FRBがテーパリング加速を決めた理由として、主に二つが挙げられると考えます。
一つ目はFRBが予想していたよりもインフレ率の指標が上昇したことです。「FRBはインフレ対策で後手に回っている」との批判もあり、テーパリングを急遽加速する方針をとることになりました。
二つ目は政治的な圧力の強まりです。2021年1月に発足したばかりのバイデン政権は、インフレへの世論の不満で支持率が4割まで低下しており、2022年秋の中間選挙を前に対策が急務となります。

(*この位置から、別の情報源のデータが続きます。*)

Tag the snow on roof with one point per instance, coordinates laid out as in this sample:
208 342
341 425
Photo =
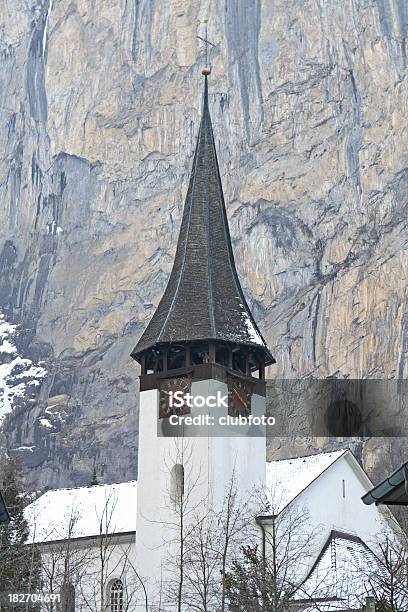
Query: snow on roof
83 512
286 478
343 571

バイデン氏は2021年11月下旬にパウエル氏をFRB議長に再任すると発表した際に「(パウエル氏は)インフレの脅威に対処し、最後までやり遂げるのに適した人物だ」と強調し、FRBに方針転換を促す姿勢をみせていました。

テーパリング加速を決めた理由

FRBの利上げ再開と経済への影響

FRBは、2022年1月26日に開かれたFOMCで、「2%をはるかに上回るインフレ率や堅調な労働市場を踏まえ、フェデラルファンド(FF)金利の誘導目標レンジを引き上げることが間もなく適切になると予想している」という声明を出し、3月にFF金利の誘導目標を引き上げる可能性が高いことを示唆しました。また、記者会見でパウエル議長は「条件が揃えば3月の会合での利上げを想定している」と述べ、3月の利上げ開始の可能性が高まりました。
米国株相場は乱高下が続いていますが、パウエル議長は「金融の安定性は全体として管理可能だ」と語っています。しかし、基軸通貨ドルをつかさどるFRBの利上げ再開は、世界経済の下押し圧力となるとみられます。世界各国は財政当局も民間企業も債務を膨らませており、わずかな金融引き締めでも返済負担が大きく増加します。コロナ禍とインフレと金利上昇が同時に襲う厳しい経済局面で、今後の展開が注目されます。

日本への影響は?

日本への影響は?

日銀は、2021年12月17日の金融政策決定会合で大規模緩和の維持を表明していますが、3月に実際にアメリカが利上げに踏み切れば、日米の金利差拡大でドル買い円売りが進むのではとの見方もあります。そうなれば円安による輸入コストが膨らみ、収益を圧迫される企業が増えたり、品物の値上げで私達消費者にも影響が出てくると考えられます。
2022年、経済やマーケットだけでなく私達の仕事や暮らしにも影響を与えかねない米金融引き締め見通しに注視が必要な状況は続きそうです。